Soi Hongnam: Sukhumvit Soi 7 has become the city center’s de facto public toilet

Some resourceful soul tried to resolve the lack of toilets on the street by fashioning one out of a bucket.
Some resourceful soul tried to resolve the lack of toilets on the street by fashioning one out of a bucket.

One rarely considered side street in Nana has become home to several pop-up bars each evening, drawing a mix of regulars, tourists, and working girls — and all without a bathroom in sight.

Unless, of course, you count this DIY facility crafted out of a bucket, toilet seat, and shower curtain by some ingenious — and perhaps desperate — soul.

The DIY toilet as it often appears at night, and when it is disassembled in the daytime. These two toilet photos were contributed by a reader.

The natural result of the bar minus toilet situation on the street has meant drinkers have used the sidewalk as their bathroom for the past few years. As one does.

However, as the street has gotten more popular, there are now so many arriving nightly at the street’s five bars that the road reeks of urine around the clock, leaving a few residents downright pissed. Late-night taxi drivers that cruise the area have also begun to use this street as a de facto public bathroom, report locals. The state has gotten so bad that some now refer to the area as “Soi Hongnam” (Toilet Street).

Coconuts spoke to one of the bar owners as well as a few locals to get the lowdown on the street’s um … shitty situation.

Though Sukhumvit Soi 7 hardly has the reputation of its neighbor, infamous club street Sukhumvit Soi 11, it goes hard most nights, with the party lurching on until 6am and ending with drunk men and working girls sleeping it off on the sidewalks.

One of the street’s pop-up bar owners, who declined to be named since she does not want trouble from police, has run her bar for years and understands how bad the toilet dilemma has become as more as more people flock to the street to drink each night.

“I tried to rent a toilet. They wanted THB1,500 (US$47) for eight hours,” she said of her inquiry to a portable toilet company. Though the cost was too high for her, there was no viable place to set up a rented toilet on a street full of illegal bars anyway.

The road is mainly residential, with the Royal Benja Hotel at the back end and the Boulevard Hotel and the legit Soi 7 Beer Garden at the top. The beer garden and hotels have expressly forbidden non-customers from using their toilets.

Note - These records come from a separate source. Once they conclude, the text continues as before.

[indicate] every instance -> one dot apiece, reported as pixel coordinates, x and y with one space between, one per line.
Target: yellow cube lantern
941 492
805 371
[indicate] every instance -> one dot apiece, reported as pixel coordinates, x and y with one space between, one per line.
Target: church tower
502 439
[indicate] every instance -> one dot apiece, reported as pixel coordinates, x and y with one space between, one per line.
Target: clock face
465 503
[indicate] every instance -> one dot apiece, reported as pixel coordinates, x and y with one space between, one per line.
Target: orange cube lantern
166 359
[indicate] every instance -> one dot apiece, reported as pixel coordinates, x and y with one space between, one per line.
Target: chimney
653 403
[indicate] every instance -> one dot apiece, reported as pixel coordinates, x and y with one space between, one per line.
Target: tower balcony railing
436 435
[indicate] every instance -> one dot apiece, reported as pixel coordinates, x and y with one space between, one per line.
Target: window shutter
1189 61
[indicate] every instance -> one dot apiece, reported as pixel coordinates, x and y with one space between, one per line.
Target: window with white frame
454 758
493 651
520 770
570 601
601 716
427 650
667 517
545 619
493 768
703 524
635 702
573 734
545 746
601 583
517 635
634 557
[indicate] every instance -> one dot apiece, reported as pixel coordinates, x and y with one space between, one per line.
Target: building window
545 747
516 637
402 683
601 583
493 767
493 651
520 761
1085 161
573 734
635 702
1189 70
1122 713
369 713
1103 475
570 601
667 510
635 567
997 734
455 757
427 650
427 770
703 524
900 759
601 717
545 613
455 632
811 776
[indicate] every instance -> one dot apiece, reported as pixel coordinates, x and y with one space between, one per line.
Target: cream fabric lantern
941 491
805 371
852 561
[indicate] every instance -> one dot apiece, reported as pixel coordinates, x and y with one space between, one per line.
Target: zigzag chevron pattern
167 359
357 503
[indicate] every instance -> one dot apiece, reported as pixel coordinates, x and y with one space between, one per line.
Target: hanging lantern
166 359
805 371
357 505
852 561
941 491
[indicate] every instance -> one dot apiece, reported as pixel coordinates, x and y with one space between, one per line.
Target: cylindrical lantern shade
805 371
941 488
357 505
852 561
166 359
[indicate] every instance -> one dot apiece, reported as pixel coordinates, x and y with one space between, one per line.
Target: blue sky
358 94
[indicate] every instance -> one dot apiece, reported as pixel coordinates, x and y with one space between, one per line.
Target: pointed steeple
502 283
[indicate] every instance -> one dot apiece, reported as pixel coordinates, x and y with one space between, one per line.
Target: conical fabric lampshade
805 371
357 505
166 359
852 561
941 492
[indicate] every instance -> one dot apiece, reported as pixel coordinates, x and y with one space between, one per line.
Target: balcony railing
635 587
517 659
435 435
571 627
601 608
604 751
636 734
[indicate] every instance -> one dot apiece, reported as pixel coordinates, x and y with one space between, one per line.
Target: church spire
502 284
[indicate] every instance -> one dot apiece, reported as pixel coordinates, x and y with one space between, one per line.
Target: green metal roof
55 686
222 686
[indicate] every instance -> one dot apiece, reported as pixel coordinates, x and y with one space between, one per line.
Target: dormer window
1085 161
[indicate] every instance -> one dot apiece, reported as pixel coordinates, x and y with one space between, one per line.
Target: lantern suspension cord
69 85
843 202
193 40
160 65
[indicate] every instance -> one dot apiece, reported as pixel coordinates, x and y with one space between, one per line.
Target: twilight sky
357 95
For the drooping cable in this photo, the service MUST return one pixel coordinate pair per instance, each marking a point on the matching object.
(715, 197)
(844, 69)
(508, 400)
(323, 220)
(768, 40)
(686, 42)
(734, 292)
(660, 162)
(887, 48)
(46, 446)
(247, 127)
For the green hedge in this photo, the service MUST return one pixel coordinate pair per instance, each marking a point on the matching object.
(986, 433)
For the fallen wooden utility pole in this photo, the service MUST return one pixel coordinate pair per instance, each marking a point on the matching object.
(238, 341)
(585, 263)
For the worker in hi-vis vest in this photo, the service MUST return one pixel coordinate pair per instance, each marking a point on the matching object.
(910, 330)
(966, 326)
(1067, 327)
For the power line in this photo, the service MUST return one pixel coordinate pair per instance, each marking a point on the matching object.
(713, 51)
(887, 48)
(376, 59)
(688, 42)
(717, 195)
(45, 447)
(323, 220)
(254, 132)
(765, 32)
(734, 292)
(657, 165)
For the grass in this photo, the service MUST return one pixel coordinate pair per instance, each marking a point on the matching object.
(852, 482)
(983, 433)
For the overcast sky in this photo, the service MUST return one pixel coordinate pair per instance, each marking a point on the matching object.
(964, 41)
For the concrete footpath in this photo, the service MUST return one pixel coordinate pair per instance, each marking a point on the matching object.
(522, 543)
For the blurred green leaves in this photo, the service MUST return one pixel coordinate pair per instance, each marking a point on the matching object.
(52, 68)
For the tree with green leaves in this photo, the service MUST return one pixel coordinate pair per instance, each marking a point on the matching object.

So, drinkers have designated a few regular piss spots on the street. They go behind this green gate:

Behind this blue coffee cart, after it’s stored for the night:

Or, more recently, in the fake bathroom comprised of a white five-gallon bucket, toilet seat, and shower curtain to protect toilet-goers modesty. The bucket is periodically drained into a nearby sewer, according to those in-the-know.

The bars start setting up at around 6pm each night, with plastic stools, ’90s-era stereos, metal tables, and questionable booze.

By midnight, farangs and ladies of the night sit drinking, flirting, and playing Connect Four. Occasionally, they wander off the use the “toilet.”

Street resident Lucy Roberts bemoaned what she called the area’s “street juice,” frothy puddles of piss that remain from the previous night’s party as she heads to work early in the morning. After two of her neighbors got bacterial infections from walking on the street in sandals, she said she’ll only walk on one side of the street — the one where fewer people piss.

Erin Burney was one of the neighbors that got an infection from the street and now sprays her feet with antibacterial medicine when she enters her apartment. She’s disheartened by the situation, which has put her face-to-nether region with a urinating prostitute as she leaves for work at 6am and has had her boyfriend get covered with beer by a very drunk (but not ill-intentioned) guy that was still drinking on the street in the morning.

“This is our street; it’s where we call home, but it can be disgusting,” Burney said.